I wouldn't have been surprised if they killed off Aun Shi, but Space Popemobile himself? Cool!


----------



## Angel of Blood (Aug 18, 2010)

Mellow_ said:


> It's quite frustrating that the Astartes are beaten so easily in so many novels. Only the Guard should suffer this kind of loss in numbers as the SM's (especially the Raven Guard) are meant to be brilliant stealth tacticians.


Yeah, reading about Fire Warriors out stealthing the Raven Guard is frustrating to say at the very least.


----------



## Brobaddon (Jul 14, 2012)

Slight Necro, but I don't care. 

It seems that Assassins always get the short end of a straw, which is annoying as fuck. They're supposed to be Imperium's finest killers, yet they're always somehow beaten or plot-ed to the core. It was bad enough that Shadowsun was able to stand toe to toe with Kor'sarro in melee but a fucking Callidus that can outrace and outspeed an astartes fairly easily? Come the fuck on. 

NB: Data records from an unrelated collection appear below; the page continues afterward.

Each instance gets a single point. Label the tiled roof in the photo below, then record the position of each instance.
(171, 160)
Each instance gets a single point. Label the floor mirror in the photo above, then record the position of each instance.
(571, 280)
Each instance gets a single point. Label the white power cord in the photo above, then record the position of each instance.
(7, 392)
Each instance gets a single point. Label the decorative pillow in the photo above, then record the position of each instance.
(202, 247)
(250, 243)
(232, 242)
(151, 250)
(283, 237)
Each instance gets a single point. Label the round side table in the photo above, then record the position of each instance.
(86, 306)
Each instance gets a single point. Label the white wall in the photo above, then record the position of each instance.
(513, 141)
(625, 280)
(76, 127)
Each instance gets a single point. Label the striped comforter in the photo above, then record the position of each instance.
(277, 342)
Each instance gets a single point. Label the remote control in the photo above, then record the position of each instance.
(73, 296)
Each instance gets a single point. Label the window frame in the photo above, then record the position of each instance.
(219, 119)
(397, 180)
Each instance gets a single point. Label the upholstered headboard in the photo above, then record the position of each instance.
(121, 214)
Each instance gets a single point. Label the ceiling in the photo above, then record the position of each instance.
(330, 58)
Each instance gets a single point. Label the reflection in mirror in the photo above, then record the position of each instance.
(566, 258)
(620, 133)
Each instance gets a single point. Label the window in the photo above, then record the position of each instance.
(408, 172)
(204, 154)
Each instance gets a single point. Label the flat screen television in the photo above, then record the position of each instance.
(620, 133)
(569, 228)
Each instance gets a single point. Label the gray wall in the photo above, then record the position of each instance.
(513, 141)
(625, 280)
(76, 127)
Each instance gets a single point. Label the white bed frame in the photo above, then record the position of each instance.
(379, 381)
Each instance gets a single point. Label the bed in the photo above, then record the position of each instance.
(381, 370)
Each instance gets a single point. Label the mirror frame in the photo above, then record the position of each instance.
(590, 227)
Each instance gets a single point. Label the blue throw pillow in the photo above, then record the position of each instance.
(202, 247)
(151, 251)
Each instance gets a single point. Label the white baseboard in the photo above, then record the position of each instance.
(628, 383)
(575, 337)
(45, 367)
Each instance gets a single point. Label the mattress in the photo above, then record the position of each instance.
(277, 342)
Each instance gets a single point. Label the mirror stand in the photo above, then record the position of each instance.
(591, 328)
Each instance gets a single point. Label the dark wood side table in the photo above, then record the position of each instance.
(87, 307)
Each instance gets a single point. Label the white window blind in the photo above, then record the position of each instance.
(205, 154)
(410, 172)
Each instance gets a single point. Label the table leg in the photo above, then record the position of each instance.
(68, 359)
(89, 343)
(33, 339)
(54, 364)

Eversor is even worse, considering these fuckers can tank enough firepower that can outright destroy an Ogryn *facepalm * or essentially rip apart an astartes when frenzied. 

Though im glad Culexus succeeded, it seems fluff favours them over the other assassins just as well as tabletop for some reason, or at least it seems to be Games Workshop's favorite assassin. I haven't read this collection just yet but from what I hear it sounds infuriating, especially Raven Guard part.